ATLANTAThe Advisory Committee on Immunization Practices (ACIP) is drafting recommendations for the use of acellular pertussis vaccines, pending Food and Drug Administration approval.
Several license applications for diphtheria-tetanus-acellular pertussis (DTaP) vaccines have been filed; one vaccine (Tripedia, Connaught) is awaiting final approval.
The ACIP is preparing draft recommendations in anticipation of licensure. A number of issues must still be decided, and at its recent meeting, the committee discussed ifand howa preference for either type of vaccine should be stated.
The wording of the ACIP's recommendation is a critical consideration. The committee uses the phrases "highly preferred," "preferred," "may be preferred," and "is equivalent to" to convey subtle shades of difference in the strength of its recommendations.
The criteria that will determine the strength of the statement for acellular pertussis vaccines appear straightforward: adverse reactions, both mild and severe; vaccine efficacy; immunogenicity; number of injections; and availability, including not only the supply of the vaccine but also cost.
The information to address those criteria, however, is incomplete. For example, availability and cost information is unknown until acellular pertussis vaccines begin to be used for the infant series.
The average prices of the DTaP vaccines currently available for the fourth and fifth doses are about $5 higher than for whole-cell vaccines, said Walter Orenstein, MD, Director, National Immunization Program, Centers for Disease Control and Prevention (CDC). This cost may change as acellular vaccines are more widely used.
Until that price is reduced, using DTaP for the entire series will add $1.5 million for every 100,000 children immunized, said ACIP member Ed Thompson, MD, State Health Officer, Mississippi State Department of Health.
The importance of immunogenicity is another unknown, said Hamid Jafari, MD, a Medical Epidemiologist for the CDC's National Immunization Program.
"A correlate of immunologic protection against pertussis has not been identified in any of the studies," Jafari said. "Thus, immunogenicity cannot be used to predict efficacy of a vaccine."
All of the DTaP vaccines included in the recently completed European trials were equally or more efficacious than at least one of the diphtheria-tetanus-whole cell pertussis (DTP) vaccines currently used in the United States, Jafari said.
The only criteria that separate the two types of vaccines, therefore, are adverse reactions and number of injections.
"DTaP vaccines are associated with a significantly lower frequency of mild adverse reactions than whole-cell vaccines," Jafari said. "Fever equal to or more than 40°C, hyporesponsive/hypotonic episodes, and persistent crying are less firmly associated with DTaP than with whole-cell vaccine...Convulsions are also significantly fewer among the recipients of acellular vaccine. We do not have enough experience with acellular vaccines to evaluate the risk of more severe adverse reactions, such as anaphylactic shock and acute encephalopathy."
The advantage of whole-cell vaccines is that they require fewer injections. DTP vaccines are available in combination with Haemophilus influenzae type b vaccines, whereas the initial acellular pertussis vaccines will only be combined with diphtheria and tetanus toxoids.

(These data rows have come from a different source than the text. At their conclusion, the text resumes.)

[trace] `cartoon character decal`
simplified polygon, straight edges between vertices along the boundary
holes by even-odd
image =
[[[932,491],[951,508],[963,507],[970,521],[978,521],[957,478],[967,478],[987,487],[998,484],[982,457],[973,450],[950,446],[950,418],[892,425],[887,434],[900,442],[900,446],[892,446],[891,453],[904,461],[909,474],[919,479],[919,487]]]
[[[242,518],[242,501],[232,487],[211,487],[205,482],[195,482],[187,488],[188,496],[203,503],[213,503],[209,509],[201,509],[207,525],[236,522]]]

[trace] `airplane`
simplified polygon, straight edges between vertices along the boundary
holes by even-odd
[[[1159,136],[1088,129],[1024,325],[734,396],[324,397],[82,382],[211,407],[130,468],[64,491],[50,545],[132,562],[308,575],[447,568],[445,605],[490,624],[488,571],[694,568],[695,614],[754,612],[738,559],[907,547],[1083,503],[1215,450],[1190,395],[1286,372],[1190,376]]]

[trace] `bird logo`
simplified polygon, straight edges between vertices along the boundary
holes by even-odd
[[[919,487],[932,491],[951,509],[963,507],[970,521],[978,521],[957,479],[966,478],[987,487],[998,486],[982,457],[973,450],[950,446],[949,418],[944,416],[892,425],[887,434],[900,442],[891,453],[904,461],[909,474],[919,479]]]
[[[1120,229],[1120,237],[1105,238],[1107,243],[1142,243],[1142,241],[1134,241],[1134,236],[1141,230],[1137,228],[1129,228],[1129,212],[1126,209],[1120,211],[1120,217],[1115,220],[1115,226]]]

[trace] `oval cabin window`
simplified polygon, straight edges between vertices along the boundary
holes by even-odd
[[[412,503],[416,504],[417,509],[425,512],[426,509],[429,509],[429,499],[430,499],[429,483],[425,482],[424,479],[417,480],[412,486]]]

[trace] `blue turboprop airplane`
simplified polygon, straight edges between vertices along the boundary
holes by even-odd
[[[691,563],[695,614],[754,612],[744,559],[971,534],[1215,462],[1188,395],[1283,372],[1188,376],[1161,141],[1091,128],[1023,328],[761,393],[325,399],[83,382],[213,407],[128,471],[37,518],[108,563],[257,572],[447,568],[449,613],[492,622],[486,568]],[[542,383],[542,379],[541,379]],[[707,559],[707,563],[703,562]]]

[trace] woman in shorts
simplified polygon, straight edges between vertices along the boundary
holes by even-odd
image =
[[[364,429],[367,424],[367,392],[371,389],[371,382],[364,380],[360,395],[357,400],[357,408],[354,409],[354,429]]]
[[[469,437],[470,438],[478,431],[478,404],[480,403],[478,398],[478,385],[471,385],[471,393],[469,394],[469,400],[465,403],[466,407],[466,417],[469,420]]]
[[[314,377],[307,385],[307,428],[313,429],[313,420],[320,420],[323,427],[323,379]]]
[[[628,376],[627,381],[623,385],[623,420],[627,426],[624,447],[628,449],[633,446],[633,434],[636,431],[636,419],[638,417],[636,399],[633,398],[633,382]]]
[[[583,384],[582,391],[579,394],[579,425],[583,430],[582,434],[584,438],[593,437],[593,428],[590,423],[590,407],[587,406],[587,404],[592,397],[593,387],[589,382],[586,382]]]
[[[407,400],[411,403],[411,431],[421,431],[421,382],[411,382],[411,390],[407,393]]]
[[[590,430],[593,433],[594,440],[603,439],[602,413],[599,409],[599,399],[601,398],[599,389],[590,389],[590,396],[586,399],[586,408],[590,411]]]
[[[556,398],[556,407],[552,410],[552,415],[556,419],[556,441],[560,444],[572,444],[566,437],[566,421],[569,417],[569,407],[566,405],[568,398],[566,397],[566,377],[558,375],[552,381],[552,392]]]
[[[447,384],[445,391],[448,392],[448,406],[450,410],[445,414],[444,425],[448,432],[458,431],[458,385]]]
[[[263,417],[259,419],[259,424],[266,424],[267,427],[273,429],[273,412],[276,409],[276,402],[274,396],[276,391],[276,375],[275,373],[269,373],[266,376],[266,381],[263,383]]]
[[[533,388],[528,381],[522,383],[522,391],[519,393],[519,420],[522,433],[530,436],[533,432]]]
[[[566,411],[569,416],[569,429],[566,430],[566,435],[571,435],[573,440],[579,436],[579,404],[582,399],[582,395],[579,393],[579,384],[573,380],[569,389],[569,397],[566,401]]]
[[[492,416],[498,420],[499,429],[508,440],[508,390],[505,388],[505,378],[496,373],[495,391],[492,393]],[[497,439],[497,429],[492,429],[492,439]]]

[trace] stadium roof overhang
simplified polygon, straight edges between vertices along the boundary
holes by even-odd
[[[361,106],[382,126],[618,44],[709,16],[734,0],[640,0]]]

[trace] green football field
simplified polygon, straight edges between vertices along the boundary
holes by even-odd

The ACIP is also considering a switch from oral to injected polio vaccine for the first two doses. Therefore, in a worst-case scenario, the number of injections could climb to four at 2 months of age, three each at 4 months and 6 months, and four during the second year of life. A best-case scenario following the current schedule requires two injections at 2 months of age followed by one at 4 months, two at 6 months, and three or four during the second year.
The additional injections may mean more visits if pediatricians are reluctant to administer more than three injections at once.
Safety, however, is the paramount issue, Orenstein said. "The reason we are [talking] about acellular vaccines is vaccine safety...There is roughly a 25% difference in use of antipyretics with any DTaP [vaccine] vs. whole-cell vaccine. That translates, at any dose, to at least 1 million children not using antipyretics if they got DTaP vs DTP. At every dose, it could be 5 million children...There are very important safety considerations, and if there is not a major difference in efficacy, why not consider that this would be preferred?...We need to remember what brought us to this point, and that is vaccine safety," Orenstein said.
Georges Peter, MD, a liaison representative from the American Academy of Pediatrics, noted that public confidence in vaccines, which was shaken by highly publicized reports of rare adverse events associated with whole-cell pertussis vaccines, needs to be restored.
"The safety issue is more than just safety for that vaccine," Peter said. "It relates to public credibility and what [the public] thinks of the vaccine program....This is a broad issue that goes well beyond sore arms; it goes to public confidence. Safety should be our overriding concern, assuming at least equivalent efficacy."
Issues still remain for the ACIP to consider, including the future role of whole-cell vaccines, whether acellular and whole-cell vaccines can be used interchangeably, and if acellular vaccine may be used to complete the primary immunization series in a child who experienced a reaction after vaccination with the whole-cell vaccine.